How much caffeine is in tea?
Studies or not, tea is one of the most commonly consumed beverages in the world, second only to water. We’ve put together a short list that tells you how much caffeine is in tea. Compare the caffeine content in your favorite teas with our list below.

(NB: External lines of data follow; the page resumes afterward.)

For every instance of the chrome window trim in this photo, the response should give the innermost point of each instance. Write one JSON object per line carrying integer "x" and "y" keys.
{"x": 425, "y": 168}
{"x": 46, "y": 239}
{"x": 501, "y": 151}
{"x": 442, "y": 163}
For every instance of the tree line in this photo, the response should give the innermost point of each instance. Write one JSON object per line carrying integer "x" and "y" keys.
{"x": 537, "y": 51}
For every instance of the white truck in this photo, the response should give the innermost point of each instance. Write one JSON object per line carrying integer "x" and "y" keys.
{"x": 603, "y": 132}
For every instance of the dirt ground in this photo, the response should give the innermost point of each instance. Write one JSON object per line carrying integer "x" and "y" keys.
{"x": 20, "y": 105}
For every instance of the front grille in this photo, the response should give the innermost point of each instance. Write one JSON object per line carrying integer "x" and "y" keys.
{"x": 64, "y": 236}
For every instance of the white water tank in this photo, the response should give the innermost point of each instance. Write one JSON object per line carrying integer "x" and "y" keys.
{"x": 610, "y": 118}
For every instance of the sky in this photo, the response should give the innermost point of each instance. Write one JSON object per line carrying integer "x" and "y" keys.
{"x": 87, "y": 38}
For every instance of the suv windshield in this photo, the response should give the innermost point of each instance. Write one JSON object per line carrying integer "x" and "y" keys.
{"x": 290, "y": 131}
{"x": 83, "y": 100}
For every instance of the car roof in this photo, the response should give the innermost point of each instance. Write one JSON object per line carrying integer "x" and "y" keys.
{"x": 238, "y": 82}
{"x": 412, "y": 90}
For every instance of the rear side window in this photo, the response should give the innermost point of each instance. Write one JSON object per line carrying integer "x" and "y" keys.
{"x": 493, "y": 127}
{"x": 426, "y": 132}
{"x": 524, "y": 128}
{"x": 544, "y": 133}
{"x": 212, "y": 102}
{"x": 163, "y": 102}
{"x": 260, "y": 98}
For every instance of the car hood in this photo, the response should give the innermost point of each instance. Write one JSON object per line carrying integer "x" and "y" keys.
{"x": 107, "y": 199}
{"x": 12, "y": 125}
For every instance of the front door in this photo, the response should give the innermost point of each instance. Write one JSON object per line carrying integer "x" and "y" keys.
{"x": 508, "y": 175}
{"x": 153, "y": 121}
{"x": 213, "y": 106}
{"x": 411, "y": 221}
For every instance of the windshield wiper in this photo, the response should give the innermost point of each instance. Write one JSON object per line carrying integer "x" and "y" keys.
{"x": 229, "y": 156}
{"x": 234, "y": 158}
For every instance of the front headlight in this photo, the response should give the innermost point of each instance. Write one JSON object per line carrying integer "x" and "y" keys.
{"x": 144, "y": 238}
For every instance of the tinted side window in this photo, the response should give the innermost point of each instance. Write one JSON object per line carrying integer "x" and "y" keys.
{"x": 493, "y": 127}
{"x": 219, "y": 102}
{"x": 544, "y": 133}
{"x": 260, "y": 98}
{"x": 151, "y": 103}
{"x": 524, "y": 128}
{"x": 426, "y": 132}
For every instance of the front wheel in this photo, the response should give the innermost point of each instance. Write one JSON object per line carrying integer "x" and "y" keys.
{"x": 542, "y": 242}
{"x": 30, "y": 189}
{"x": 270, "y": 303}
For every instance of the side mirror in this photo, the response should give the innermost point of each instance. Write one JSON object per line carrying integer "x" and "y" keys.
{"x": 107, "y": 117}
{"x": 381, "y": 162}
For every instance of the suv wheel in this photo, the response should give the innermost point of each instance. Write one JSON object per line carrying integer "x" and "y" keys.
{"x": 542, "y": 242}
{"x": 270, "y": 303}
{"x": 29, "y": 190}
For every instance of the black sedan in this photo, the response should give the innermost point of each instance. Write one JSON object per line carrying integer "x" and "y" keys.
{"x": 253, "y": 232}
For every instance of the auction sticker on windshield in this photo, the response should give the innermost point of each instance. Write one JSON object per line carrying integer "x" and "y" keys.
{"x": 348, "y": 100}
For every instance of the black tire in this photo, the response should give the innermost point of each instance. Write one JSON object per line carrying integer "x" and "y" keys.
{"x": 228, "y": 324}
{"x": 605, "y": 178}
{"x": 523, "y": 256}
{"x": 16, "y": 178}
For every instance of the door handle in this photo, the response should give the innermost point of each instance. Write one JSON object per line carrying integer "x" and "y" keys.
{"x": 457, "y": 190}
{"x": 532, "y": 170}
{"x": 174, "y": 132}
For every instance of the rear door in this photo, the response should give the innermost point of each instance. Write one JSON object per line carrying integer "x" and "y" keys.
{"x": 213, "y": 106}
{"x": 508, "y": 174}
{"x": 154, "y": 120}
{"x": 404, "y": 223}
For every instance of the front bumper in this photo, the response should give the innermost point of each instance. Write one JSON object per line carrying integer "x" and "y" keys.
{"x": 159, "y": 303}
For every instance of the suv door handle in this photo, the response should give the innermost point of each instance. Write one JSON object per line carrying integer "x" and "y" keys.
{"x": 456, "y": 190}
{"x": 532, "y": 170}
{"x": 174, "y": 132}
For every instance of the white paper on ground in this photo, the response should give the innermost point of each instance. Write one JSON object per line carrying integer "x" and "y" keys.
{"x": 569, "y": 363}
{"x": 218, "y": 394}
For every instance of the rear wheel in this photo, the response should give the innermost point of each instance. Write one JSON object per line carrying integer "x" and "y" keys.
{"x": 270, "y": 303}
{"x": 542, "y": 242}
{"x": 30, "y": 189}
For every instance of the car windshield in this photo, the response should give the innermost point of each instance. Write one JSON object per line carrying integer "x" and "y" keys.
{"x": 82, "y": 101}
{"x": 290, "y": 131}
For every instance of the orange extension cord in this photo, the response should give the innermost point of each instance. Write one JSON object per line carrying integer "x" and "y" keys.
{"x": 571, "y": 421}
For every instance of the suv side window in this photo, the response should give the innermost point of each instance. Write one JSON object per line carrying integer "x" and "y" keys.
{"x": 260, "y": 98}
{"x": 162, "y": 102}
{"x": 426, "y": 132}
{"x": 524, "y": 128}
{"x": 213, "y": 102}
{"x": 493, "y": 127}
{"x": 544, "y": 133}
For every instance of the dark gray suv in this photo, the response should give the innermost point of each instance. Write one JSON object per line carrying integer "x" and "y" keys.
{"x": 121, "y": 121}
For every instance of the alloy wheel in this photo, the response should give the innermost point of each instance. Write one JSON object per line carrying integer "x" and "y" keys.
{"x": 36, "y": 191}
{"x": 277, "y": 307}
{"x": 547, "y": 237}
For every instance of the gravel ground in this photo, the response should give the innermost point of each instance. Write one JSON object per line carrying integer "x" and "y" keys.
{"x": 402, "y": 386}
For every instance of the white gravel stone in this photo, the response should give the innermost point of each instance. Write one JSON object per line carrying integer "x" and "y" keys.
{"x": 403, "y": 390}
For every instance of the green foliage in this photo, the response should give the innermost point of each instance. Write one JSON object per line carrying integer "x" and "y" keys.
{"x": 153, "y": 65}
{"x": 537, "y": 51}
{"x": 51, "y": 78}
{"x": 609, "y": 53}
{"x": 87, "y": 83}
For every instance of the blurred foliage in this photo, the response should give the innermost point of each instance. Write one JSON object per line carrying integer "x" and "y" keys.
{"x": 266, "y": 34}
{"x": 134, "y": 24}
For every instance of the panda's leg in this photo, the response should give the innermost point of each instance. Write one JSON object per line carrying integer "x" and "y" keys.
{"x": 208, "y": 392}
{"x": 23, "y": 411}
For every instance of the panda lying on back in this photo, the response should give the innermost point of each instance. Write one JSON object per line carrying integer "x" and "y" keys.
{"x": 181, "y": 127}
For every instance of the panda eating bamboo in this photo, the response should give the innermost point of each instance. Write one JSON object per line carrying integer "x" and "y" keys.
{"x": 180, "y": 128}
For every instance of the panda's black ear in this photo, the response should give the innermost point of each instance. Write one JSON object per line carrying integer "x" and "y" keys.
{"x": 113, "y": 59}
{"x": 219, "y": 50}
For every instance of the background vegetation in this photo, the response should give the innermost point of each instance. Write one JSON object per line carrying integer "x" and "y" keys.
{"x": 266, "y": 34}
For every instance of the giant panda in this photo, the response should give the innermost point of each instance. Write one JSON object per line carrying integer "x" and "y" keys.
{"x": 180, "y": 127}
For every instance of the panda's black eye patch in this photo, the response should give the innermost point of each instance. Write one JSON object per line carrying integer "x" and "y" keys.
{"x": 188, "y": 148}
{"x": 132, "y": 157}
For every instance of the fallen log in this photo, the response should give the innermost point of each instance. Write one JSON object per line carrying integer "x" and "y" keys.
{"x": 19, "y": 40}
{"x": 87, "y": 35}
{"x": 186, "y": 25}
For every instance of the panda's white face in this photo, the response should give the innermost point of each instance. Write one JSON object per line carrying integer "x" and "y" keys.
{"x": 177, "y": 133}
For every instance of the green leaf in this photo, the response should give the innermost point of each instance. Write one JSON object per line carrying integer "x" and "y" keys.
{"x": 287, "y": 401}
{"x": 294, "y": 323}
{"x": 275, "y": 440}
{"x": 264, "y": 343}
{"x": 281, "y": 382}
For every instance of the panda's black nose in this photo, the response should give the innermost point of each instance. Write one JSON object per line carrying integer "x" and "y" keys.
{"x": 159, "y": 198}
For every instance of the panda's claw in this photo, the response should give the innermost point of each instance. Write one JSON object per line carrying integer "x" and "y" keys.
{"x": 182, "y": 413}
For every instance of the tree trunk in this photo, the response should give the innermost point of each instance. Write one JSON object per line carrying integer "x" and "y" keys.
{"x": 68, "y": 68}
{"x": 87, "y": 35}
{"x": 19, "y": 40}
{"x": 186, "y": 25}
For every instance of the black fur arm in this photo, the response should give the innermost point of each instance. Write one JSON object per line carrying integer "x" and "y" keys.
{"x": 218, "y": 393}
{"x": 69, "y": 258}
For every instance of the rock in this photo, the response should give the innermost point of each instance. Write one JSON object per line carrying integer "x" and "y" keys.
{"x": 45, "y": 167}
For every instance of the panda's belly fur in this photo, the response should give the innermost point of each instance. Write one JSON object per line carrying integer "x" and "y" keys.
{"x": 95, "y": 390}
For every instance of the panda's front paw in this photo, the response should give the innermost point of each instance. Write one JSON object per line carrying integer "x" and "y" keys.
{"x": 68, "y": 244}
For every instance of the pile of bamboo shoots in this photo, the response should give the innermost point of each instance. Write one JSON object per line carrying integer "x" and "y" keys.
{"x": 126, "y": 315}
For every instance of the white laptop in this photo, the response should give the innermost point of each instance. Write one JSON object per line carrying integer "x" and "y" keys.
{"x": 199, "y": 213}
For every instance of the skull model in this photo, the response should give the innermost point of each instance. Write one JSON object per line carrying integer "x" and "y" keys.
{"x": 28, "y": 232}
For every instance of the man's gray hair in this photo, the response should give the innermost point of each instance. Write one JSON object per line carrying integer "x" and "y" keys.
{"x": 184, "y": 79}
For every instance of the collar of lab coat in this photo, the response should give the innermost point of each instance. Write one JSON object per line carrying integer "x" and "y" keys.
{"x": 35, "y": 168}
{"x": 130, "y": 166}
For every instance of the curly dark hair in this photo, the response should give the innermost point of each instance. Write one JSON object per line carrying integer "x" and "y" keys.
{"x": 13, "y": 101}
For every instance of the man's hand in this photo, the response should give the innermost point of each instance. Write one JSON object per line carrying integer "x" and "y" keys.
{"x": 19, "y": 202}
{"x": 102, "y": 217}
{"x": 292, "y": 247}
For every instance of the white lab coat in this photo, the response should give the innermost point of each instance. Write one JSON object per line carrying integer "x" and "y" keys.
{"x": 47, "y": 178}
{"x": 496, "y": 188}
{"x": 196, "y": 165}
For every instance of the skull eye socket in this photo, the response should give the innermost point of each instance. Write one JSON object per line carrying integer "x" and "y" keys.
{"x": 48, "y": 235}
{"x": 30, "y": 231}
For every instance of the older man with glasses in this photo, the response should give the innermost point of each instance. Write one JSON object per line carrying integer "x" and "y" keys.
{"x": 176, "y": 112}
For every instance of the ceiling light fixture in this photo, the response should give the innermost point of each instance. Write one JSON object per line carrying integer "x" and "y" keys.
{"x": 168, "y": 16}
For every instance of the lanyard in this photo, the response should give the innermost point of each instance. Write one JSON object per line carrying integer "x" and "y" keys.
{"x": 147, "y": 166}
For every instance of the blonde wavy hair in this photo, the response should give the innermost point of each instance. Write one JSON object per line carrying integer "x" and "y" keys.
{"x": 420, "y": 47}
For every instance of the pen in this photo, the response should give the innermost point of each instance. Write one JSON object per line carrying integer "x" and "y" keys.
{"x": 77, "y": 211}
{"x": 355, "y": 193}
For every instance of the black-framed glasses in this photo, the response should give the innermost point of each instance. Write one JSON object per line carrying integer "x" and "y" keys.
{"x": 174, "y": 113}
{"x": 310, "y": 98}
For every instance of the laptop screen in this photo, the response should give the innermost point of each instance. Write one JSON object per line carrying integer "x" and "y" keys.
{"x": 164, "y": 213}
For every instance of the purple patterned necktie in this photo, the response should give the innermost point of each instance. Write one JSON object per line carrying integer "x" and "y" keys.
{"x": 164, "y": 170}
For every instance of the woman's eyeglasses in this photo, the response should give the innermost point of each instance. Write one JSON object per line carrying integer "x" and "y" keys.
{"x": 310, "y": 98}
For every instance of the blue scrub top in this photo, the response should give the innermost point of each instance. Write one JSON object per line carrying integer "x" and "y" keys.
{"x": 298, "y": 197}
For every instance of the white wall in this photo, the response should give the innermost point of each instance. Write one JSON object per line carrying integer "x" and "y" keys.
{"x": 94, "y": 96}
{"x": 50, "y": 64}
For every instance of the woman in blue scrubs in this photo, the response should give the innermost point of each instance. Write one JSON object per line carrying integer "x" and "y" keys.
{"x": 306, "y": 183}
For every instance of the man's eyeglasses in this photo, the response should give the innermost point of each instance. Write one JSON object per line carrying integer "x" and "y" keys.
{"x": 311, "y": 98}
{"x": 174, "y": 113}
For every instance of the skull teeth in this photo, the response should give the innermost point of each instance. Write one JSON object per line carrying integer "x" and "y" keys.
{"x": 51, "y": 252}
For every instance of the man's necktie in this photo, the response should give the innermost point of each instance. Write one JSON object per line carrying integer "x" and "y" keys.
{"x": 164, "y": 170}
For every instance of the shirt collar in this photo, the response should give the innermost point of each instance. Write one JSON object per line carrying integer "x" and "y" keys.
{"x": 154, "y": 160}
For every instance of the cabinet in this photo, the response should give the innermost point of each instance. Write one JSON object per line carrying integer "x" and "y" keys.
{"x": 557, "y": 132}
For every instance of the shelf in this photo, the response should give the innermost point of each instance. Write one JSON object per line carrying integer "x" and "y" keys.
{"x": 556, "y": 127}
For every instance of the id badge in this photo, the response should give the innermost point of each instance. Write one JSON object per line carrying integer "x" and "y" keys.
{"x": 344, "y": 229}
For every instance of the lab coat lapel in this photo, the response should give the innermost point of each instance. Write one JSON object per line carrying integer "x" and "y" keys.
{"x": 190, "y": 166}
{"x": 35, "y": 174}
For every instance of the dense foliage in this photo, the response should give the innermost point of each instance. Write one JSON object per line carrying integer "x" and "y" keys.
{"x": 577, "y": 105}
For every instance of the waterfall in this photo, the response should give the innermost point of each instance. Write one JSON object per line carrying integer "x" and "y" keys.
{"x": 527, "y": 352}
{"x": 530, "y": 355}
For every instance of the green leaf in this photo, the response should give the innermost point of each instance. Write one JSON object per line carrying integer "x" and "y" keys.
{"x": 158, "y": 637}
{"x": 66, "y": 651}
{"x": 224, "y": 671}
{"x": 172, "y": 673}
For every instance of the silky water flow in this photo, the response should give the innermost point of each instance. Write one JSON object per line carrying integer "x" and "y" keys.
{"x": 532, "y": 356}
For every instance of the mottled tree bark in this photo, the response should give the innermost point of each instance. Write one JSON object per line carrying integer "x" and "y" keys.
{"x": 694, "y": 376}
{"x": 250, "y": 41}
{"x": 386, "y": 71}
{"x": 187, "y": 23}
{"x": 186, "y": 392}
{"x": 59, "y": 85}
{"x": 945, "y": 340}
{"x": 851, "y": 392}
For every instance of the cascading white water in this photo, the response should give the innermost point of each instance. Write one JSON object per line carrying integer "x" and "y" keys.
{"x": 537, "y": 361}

- Starbucks Classic Chai Tea Latte (grande, 16 fl. oz.) – 95 mg
- Starbucks Teavana Green Tea Latte—Iced or regular (grande, 16 fl. oz.) – 80 mg
- Starbucks Teavana Earl Grey Brewed Tea (grande, 16 fl. oz.) – 65 mg
- Pure Leaf Lemon Iced Tea (18.5 fl. oz.) – 57 mg
- Black tea, brewed for 3 minutes (8 fl. oz.) – 47 mg
- Arizona Iced Tea, black, flavors (23 fl. oz.) – 43 mg
- Starbucks Teavana Royal English Breakfast—Brewed Tea or Tea Latte (grande, 16 fl. oz.) – 40 mg
- Snapple Lemon Tea (16 fl. oz.) ¬– 37 mg
- Green tea, brewed for 3 minutes (8 fl. oz.) – 35 mg
- Lipton Lemon Iced Tea (20 fl. oz.) – 25 mg
- Arizona Iced Tea, green, all flavors (23 fl. oz.) – 22 mg
- Lipton Decaffeinated Tea—black or green, brewed (8 fl. oz.) – 5 mg
- Herbal Tea, brewed (8 fl. oz.) – 0 mg
This information was obtained from company Web sites or direct inquiries, and is accurate as of February 2014.